Step back, though, because not everyone thinks the muscle loss is worth panicking about. The crew at Barbell Medicine, who are usually careful with this stuff, argue the worry is partly overblown: the lean mass a DEXA scan counts isn’t all muscle you can flex, since it also includes water, glycogen and organ tissue; a lighter body needs less of it to haul around; and the trials rarely show people actually getting weaker. I take the point, and I still have my doubts. The loss is real, plenty of people on these medicines can feel it, and the industry obviously smells a market. Some muscle loss when you drop fifty pounds is normal. Losing more than you had to, when protein and a few hard sets would have saved it, is the part worth fixing.

And we already know how to hold onto most of it while you lose weight, no patent required. You eat enough protein and you do resistance training. That’s the whole protocol. Sattar, in the same breath where he called the drug early, said people on these medicines “should be supported to increase their physical activity,” because that “can help maintain muscle mass in a physiological way.” It’s the least exciting sentence in the coverage and the most useful one.

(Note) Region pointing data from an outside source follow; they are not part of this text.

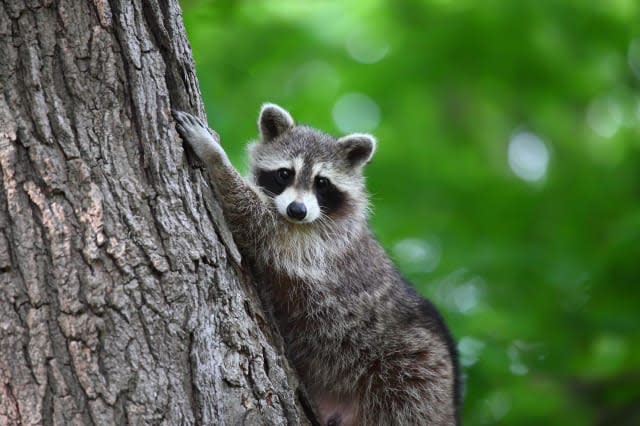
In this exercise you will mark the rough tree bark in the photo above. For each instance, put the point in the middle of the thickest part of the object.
(121, 299)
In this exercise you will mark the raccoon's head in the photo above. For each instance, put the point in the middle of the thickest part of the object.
(311, 177)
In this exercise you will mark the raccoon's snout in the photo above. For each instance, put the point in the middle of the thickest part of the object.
(296, 210)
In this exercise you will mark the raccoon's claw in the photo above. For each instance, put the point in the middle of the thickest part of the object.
(197, 135)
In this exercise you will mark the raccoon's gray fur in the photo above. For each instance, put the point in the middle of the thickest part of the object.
(368, 348)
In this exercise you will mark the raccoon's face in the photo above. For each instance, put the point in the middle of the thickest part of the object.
(309, 175)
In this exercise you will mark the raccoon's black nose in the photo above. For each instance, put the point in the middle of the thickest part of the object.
(296, 211)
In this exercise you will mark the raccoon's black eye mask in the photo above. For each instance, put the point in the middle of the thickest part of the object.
(275, 181)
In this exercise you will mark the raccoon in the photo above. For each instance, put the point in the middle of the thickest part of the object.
(368, 348)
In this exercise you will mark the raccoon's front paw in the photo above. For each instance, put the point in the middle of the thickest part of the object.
(197, 135)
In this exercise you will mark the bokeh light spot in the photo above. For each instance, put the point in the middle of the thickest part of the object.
(417, 255)
(356, 112)
(366, 48)
(605, 116)
(469, 349)
(528, 156)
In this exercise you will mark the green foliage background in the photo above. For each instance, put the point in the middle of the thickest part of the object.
(539, 278)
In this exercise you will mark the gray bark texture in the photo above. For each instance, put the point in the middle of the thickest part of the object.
(121, 296)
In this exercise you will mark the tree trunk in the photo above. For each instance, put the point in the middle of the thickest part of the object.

I’m a single case for it, and one person proves nothing, but it’s mine. I lost about 170 pounds on tirzepatide. A DEXA scan along the way showed I’d dropped 44 pounds of fat and added almost ten pounds of lean mass at the same time. I didn’t take a second drug. I ate a lot of protein and I trained, eventually with a coach five days a week. The drug quieted my appetite. Getting stronger was the boring part, the protein and the training, week after week, and no shot can hand you that yet. I wrote up how to handle the protein side here.

None of this makes apitegromab useless. If you’re older, losing weight fast, and physically unable to train, a drug that slows the muscle loss could turn out to matter, and longer trials will tell us whether the mass it saves becomes anything you can feel. I care a lot more about whether people end up stronger than whether the scan looks better. For most of us, though, the honest version is duller and cheaper than a second injection. For me it still means eating the protein and lifting the weights, the same as it did before this paper came out. The drug that does that for you is still a maybe. The one that already works is sitting in your kitchen and your garage.